VP of Content and Partnerships at Libsyn Rob Greenlee Yes, but YouTube can really only be considered a podcast content listening platform that is capturing audio podcast episodes to redistribute for on-demand playback, not unlike what Spotify and Google Play Podcasts does with podcasts. But from a technical perspective YouTube does not get podcast content media files via RSS like Spotify, Google Play or Apple or any other primary podcast listening platforms. YouTube gets podcast content via API connection shares and audio files are converted into video files that are cached and are more like what Facebook or Twitter does via social media sharing. So bottom line is that podcast audio content on YouTube can be listened to, but is NOT an RSS-based podcasting distribution platform at all. This distinction is not really very important to listeners but it needs to be understood by podcast content creators.
Lipstick & Vinyl Founder Allyson Marino: A podcast is a podcast when the story is audio first. The audio must stand alone without the visual being required for understanding and enjoyment. On YouTube, sometimes podcasts will upload the audio only. In that case, YouTube is simply another distribution platform. And if a podcast uploads video taken while the audio was recorded, that counts too. A YouTube video alone is not a podcast, it is a YouTube video.

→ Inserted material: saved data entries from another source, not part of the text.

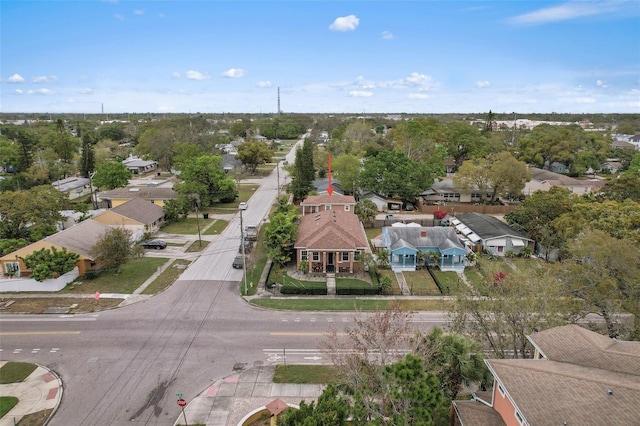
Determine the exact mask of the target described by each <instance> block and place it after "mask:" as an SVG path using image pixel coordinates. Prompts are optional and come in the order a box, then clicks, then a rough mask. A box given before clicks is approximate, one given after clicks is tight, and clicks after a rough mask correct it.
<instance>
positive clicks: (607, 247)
mask: <svg viewBox="0 0 640 426" xmlns="http://www.w3.org/2000/svg"><path fill="white" fill-rule="evenodd" d="M638 211H640V210H636V212H638ZM566 252H567V254H566V256H565V259H564V260H563V261H562V264H561V267H560V268H559V272H558V273H559V276H560V278H561V281H562V283H563V285H564V287H565V289H566V291H567V293H568V294H569V295H570V296H572V297H574V298H576V299H578V300H580V301H581V302H582V303H583V304H582V306H581V309H582V311H583V313H584V314H587V313H591V312H593V313H596V314H598V315H600V316H601V317H602V319H603V320H604V323H605V326H606V331H607V333H608V334H609V336H610V337H618V336H620V335H622V337H630V338H631V339H633V340H640V250H638V246H637V245H634V244H633V243H631V242H630V241H628V240H620V239H617V238H614V237H612V236H610V235H608V234H607V233H605V232H603V231H600V230H595V231H591V230H586V231H584V232H582V233H580V235H578V236H577V237H576V238H575V239H574V240H572V241H571V242H569V243H568V244H567V249H566ZM622 310H626V311H627V312H629V313H631V314H633V316H634V320H633V323H632V325H631V327H630V330H627V328H628V323H625V321H624V318H623V317H620V316H619V315H618V314H619V313H620V312H621V311H622Z"/></svg>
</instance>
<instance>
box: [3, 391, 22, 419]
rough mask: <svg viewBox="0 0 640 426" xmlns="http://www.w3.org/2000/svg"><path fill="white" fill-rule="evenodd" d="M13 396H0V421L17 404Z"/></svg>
mask: <svg viewBox="0 0 640 426" xmlns="http://www.w3.org/2000/svg"><path fill="white" fill-rule="evenodd" d="M18 401H19V400H18V398H16V397H15V396H0V419H1V418H3V417H4V415H5V414H7V413H8V412H9V411H11V409H12V408H13V407H15V406H16V405H17V404H18Z"/></svg>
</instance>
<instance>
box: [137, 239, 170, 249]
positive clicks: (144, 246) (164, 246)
mask: <svg viewBox="0 0 640 426" xmlns="http://www.w3.org/2000/svg"><path fill="white" fill-rule="evenodd" d="M141 245H142V247H144V248H152V249H156V250H162V249H163V248H166V247H167V243H166V242H164V241H162V240H150V241H145V242H144V243H142V244H141Z"/></svg>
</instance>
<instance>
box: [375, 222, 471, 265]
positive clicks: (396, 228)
mask: <svg viewBox="0 0 640 426" xmlns="http://www.w3.org/2000/svg"><path fill="white" fill-rule="evenodd" d="M395 225H396V226H386V227H384V228H382V245H383V246H384V247H385V248H386V250H387V252H388V253H389V264H390V266H391V269H392V270H394V271H415V270H416V266H419V262H420V265H424V264H427V263H429V264H430V265H437V266H438V267H439V268H440V270H442V271H456V272H462V271H464V267H465V266H466V264H467V252H468V250H467V248H466V247H465V246H464V245H463V244H462V242H460V239H459V238H458V235H457V234H456V232H455V229H454V228H450V227H432V228H426V227H423V226H420V225H418V224H415V223H413V224H412V223H410V224H407V225H405V224H395ZM420 252H421V253H423V254H424V256H422V255H419V254H418V253H420ZM431 253H434V254H435V255H436V256H435V257H437V258H439V259H437V260H434V259H433V257H431V256H430V254H431ZM419 257H420V260H419Z"/></svg>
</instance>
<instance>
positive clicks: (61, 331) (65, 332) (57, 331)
mask: <svg viewBox="0 0 640 426" xmlns="http://www.w3.org/2000/svg"><path fill="white" fill-rule="evenodd" d="M80 333H82V332H81V331H7V332H0V336H38V335H42V334H45V335H55V334H80Z"/></svg>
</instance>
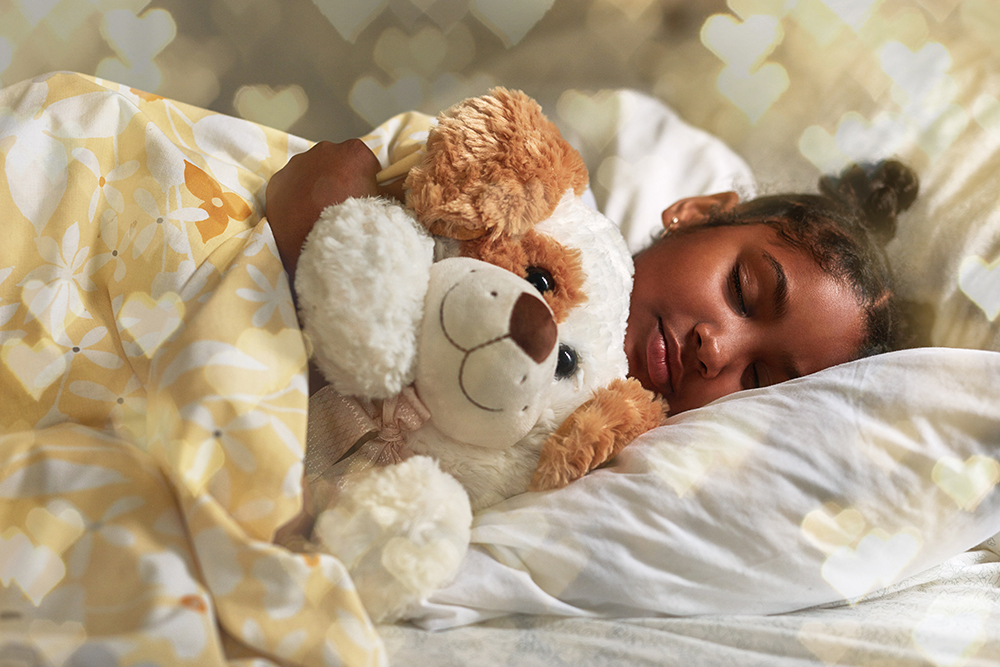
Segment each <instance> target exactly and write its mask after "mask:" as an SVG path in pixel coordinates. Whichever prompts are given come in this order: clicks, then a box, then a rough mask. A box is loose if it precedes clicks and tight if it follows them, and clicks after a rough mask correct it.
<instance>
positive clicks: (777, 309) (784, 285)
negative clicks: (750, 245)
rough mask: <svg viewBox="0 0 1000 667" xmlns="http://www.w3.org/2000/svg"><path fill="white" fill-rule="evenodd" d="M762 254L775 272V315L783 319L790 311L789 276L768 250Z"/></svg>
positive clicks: (780, 262)
mask: <svg viewBox="0 0 1000 667" xmlns="http://www.w3.org/2000/svg"><path fill="white" fill-rule="evenodd" d="M760 253H761V255H763V257H764V259H765V260H767V263H768V266H770V267H771V270H772V271H774V294H773V295H772V298H773V300H774V315H775V317H781V316H782V315H784V314H785V313H786V312H787V311H788V276H787V275H785V268H784V267H783V266H781V262H779V261H778V260H777V258H776V257H775V256H774V255H772V254H771V253H769V252H768V251H766V250H761V251H760ZM800 375H801V374H800ZM796 377H798V376H796Z"/></svg>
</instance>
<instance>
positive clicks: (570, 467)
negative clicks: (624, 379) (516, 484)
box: [529, 378, 666, 491]
mask: <svg viewBox="0 0 1000 667" xmlns="http://www.w3.org/2000/svg"><path fill="white" fill-rule="evenodd" d="M665 409H666V405H665V404H664V403H663V402H662V400H661V399H660V398H659V397H657V396H656V395H655V394H654V393H653V392H651V391H647V390H645V389H643V388H642V385H640V384H639V381H638V380H635V379H634V378H628V379H627V380H621V379H619V380H615V381H613V382H612V383H611V384H609V385H608V386H607V387H603V388H601V389H598V390H597V391H596V392H594V397H593V398H591V399H590V400H588V401H587V402H586V403H584V404H583V405H581V406H580V407H579V408H577V409H576V411H575V412H573V414H571V415H570V416H569V418H568V419H567V420H566V421H564V422H563V423H562V425H561V426H560V427H559V428H558V429H557V430H556V432H555V433H554V434H552V435H551V436H550V437H549V439H548V440H546V441H545V444H544V445H543V446H542V453H541V456H540V458H539V461H538V468H537V469H536V470H535V474H534V477H532V479H531V485H530V487H529V490H531V491H548V490H551V489H558V488H562V487H564V486H566V485H567V484H569V483H570V482H572V481H573V480H576V479H579V478H580V477H583V476H584V475H585V474H587V473H588V472H590V471H591V470H593V469H594V468H596V467H598V466H600V465H603V464H604V463H607V462H608V461H609V460H610V459H611V457H613V456H614V455H615V454H617V453H618V452H620V451H621V450H622V448H623V447H625V445H627V444H628V443H630V442H632V440H634V439H635V438H636V437H638V436H639V435H640V434H642V433H645V432H646V431H648V430H650V429H651V428H655V427H656V426H659V425H660V423H661V422H662V421H663V415H664V411H665Z"/></svg>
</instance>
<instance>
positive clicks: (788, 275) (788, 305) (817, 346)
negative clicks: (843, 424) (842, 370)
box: [740, 228, 865, 374]
mask: <svg viewBox="0 0 1000 667" xmlns="http://www.w3.org/2000/svg"><path fill="white" fill-rule="evenodd" d="M767 229H768V231H767V232H765V233H763V234H760V233H758V234H757V235H756V239H755V240H750V241H748V242H747V243H746V244H745V245H744V246H743V247H742V249H741V250H740V252H741V253H742V255H743V256H745V257H748V258H752V257H754V256H755V255H756V256H760V257H764V256H767V257H769V258H770V259H771V260H773V264H774V265H773V266H765V265H764V263H762V262H759V264H758V270H760V271H769V270H773V271H779V270H780V271H781V272H783V273H784V276H785V279H786V280H787V289H788V305H787V309H786V312H785V314H784V316H783V317H782V318H781V320H780V321H779V322H777V324H776V327H775V334H776V341H775V343H776V344H779V345H782V346H783V347H784V348H785V349H786V350H787V354H789V355H791V356H792V357H794V358H795V359H796V360H797V362H798V366H799V367H800V368H801V372H802V373H803V374H808V373H812V372H815V371H818V370H822V369H823V368H827V367H829V366H833V365H835V364H839V363H844V362H846V361H850V360H851V359H853V358H854V357H855V356H856V354H857V350H858V349H859V348H860V346H861V341H862V337H863V332H864V317H865V316H864V309H863V308H862V307H861V304H860V303H859V302H858V300H857V298H856V296H855V294H854V292H853V290H852V289H851V287H850V285H848V284H847V283H846V282H845V281H844V280H843V279H841V278H837V277H835V276H833V275H831V274H830V273H828V272H826V271H824V270H823V269H822V268H820V266H819V264H818V263H817V262H816V260H815V259H813V257H812V255H811V254H810V253H809V252H808V251H807V250H805V249H803V248H798V247H793V246H791V245H789V244H788V243H787V242H785V241H784V240H782V239H781V237H780V236H778V234H777V233H776V232H775V231H774V230H772V229H770V228H767ZM764 262H766V264H767V265H771V264H772V262H771V261H770V260H768V259H765V260H764ZM764 280H765V282H767V281H770V280H773V278H772V277H771V276H766V277H765V279H764Z"/></svg>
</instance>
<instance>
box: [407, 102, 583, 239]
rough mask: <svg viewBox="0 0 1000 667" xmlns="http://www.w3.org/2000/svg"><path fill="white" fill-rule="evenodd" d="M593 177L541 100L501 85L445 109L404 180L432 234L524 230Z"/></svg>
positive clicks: (414, 203) (504, 234) (545, 215)
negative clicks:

Host of Podcast Pontification Evo Terra: YouTube is a big player in content discovery, so podcasters would be wise not to ignore it. While I think there are better ways podcasters can leverage video platforms, it’s perfectly valid to use YouTube as a distribution channel for your existing podcast episodes. Lots of video “views” happen from smartphones sitting upside down in a cup holder while the audio playing over the car’s speakers. And as YouTube pushes more on the “music” angle, that’s just more incentive to provide other audio content. You know… like podcasts.
Dave Jackson from The School of Podcasting: Trick question. Your spouse looks at you and says, “You don’t care about me like you did in the past.” You know this is not true, but because your spouse thinks it’s true – it is. A YouTube visitor can hear about podcasting and not understand that podcasts are delivered via RSS. They believe they are just content. A podcast is someone who is creating content. They watch a YouTube video and someone says, “Welcome to the podcast” (as they will repurpose the audio later) and their belief is verified. They feel they ARE watching a podcast. Because they THINK its a podcast – it is. Is it a podcast? No. Technically speaking a podcast must be delivered via an RSS feed and YouTube does not have an RSS feed. The viewer doesn’t care. They just like your stuff. Do you care less about your spouse than when you first met? Is a YouTube Video a podcast? No. But if they believe it to be true – it is. The solution? Educate them. That is a whole other ball game….In the end, we are all content creators.